3. PROTECTION FROM STIs

  • We may need to explore the subjects of the abstinence, number of sex partners, condom use, the patient’s perception of their own risk and their partner’s risk, and STI testing. It is important not to assume risk or lack of risk for any patient.
  • Dialogue with patient:
    • “Do you and your partner(s) discuss STI prevention? “
    • “If you use prevention tools, what methods do you use? (For example, external or internal condoms”
    • “How often do you use this/these method(s)?”
    • “Have you received HPV, hepatitis A, and/or hepatitis B shots?”
    • “Are you aware of PrEP, a medicine that can prevent HIV? Have you ever used it or considered using it?”

4. PAST HISTORY OF STIs

  • A history of prior STIs may place your patient at greater risk now.
  • Dialogue with patient:
    • “Have you ever been tested for STIs and HIV? Would you like to be tested?”
    • “Have you been diagnosed with an STI in the past? When? Did you get treatment?”
    • “Have you had any symptoms that keep coming back?”
    • “Has your current partner or any former partners ever been diagnosed or treated for an STI? Were you tested for the same STI(s)? Do you know your partner(s) HIV status?”

5. PREGNANCY INTENTION

  • Based on information from the prior session, we may determine that the patient or the patient’s partner(s) could become pregnant. Questions should be focused on determining pregnancy intention and what information they need.
  • Dialogue with patient:
    • “Do you think you would like to have (more) children at some point?”
    • “When do you think that might be?”
    • “How important is it to you to prevent pregnancy (until then)?”
    • “Are you or your partner using contraception or practicing any form of birth control? Would you like to talk about ways to prevent pregnancy? Do you need any information on birth control?”

FINISHING THE SESSION

  • By the end of the interview session, the patient may have come up with information or questions that they were not ready to discuss earlier.
  • Dialogue with patient:
    • “What other things about your sexual health and sexual practices should we discuss to help ensure your good health?”
    • “What other concerns or questions regarding your sexual health or sexual practices would you like to discuss?

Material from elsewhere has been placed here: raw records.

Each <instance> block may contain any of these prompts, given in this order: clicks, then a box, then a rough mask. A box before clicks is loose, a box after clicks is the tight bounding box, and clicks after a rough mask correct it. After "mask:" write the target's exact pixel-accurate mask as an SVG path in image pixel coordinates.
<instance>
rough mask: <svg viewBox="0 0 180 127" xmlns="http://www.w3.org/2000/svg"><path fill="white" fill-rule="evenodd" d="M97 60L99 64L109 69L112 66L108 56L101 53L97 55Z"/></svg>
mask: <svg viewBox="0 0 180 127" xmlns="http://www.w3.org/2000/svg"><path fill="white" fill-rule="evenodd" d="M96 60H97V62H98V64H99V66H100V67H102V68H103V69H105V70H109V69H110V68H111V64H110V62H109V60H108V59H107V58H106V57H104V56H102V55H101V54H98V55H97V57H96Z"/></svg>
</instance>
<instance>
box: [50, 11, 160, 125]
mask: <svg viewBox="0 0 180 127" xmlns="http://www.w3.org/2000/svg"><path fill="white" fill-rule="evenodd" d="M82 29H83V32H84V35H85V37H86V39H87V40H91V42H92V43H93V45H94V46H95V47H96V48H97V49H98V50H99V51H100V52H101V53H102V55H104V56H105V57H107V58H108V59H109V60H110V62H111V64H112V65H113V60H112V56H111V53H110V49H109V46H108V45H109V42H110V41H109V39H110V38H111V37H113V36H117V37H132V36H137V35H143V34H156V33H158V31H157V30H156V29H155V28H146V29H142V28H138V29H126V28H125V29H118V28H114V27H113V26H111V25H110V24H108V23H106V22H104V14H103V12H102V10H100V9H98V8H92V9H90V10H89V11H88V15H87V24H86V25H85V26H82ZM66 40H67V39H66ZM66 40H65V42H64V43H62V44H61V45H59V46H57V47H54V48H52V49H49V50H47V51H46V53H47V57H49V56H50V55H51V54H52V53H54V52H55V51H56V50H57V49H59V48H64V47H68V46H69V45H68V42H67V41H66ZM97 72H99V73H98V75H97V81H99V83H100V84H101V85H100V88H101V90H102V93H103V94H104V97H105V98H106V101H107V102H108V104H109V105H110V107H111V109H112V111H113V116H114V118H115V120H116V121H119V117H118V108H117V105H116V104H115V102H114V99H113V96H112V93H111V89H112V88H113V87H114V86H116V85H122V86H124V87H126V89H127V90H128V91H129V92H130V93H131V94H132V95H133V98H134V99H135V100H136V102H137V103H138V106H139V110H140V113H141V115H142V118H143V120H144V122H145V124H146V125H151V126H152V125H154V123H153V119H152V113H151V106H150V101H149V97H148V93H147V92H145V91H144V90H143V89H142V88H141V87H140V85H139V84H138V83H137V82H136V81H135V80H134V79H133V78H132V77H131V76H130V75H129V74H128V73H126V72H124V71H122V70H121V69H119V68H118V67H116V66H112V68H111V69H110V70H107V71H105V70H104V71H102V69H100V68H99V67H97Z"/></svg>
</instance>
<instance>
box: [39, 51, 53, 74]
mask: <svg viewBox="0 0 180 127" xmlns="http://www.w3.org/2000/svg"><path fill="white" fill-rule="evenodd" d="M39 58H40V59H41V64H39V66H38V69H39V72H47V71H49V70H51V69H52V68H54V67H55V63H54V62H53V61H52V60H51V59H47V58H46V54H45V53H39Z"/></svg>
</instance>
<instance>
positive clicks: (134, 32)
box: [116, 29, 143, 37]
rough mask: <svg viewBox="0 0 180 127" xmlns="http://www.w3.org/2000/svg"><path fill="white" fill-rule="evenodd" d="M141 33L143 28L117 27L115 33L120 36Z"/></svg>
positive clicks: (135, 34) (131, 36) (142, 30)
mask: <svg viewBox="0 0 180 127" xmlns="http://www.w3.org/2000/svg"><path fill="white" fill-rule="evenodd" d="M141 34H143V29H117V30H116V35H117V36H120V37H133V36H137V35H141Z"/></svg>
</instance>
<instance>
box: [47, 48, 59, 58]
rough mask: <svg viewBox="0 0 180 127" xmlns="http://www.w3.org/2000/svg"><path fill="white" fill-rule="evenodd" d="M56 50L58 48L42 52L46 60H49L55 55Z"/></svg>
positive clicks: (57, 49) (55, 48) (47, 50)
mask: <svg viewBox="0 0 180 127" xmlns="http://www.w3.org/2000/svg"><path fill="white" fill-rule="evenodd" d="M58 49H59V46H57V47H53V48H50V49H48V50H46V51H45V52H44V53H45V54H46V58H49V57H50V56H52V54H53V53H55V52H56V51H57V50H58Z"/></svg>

Ask your patient about history of trauma, sexual abuse, or violence, as these are common, and patients may benefit from additional care.

  • At this point, thank the patient for being open and honest. Encourage any protective practices.
  • For patients at risk for STIs, be certain to encourage testing and give positive feedback about prevention methods that the patient is willing or able to use. Explain the STI/HIV prevention methods.
  • These approaches can avoid or effectively reduce the likelihood of getting an STI/HIV through abstinence or mutual monogamy, proper condom use, and routine STI/HIV testing.

Note: the goal of the 5Ps is to improve patient health, not simply to solicit full disclosure of sexual practices, especially if patients are not comfortable.

REFERENCES

Kemenkes RI. Pedoman Nasional Penanganan Infeksi Menular Seksual. 2016.

Reno H, Park I, Workowski K, Machefsky A, Bachmann L. A guide to taking a sexual history. CDC. 2020.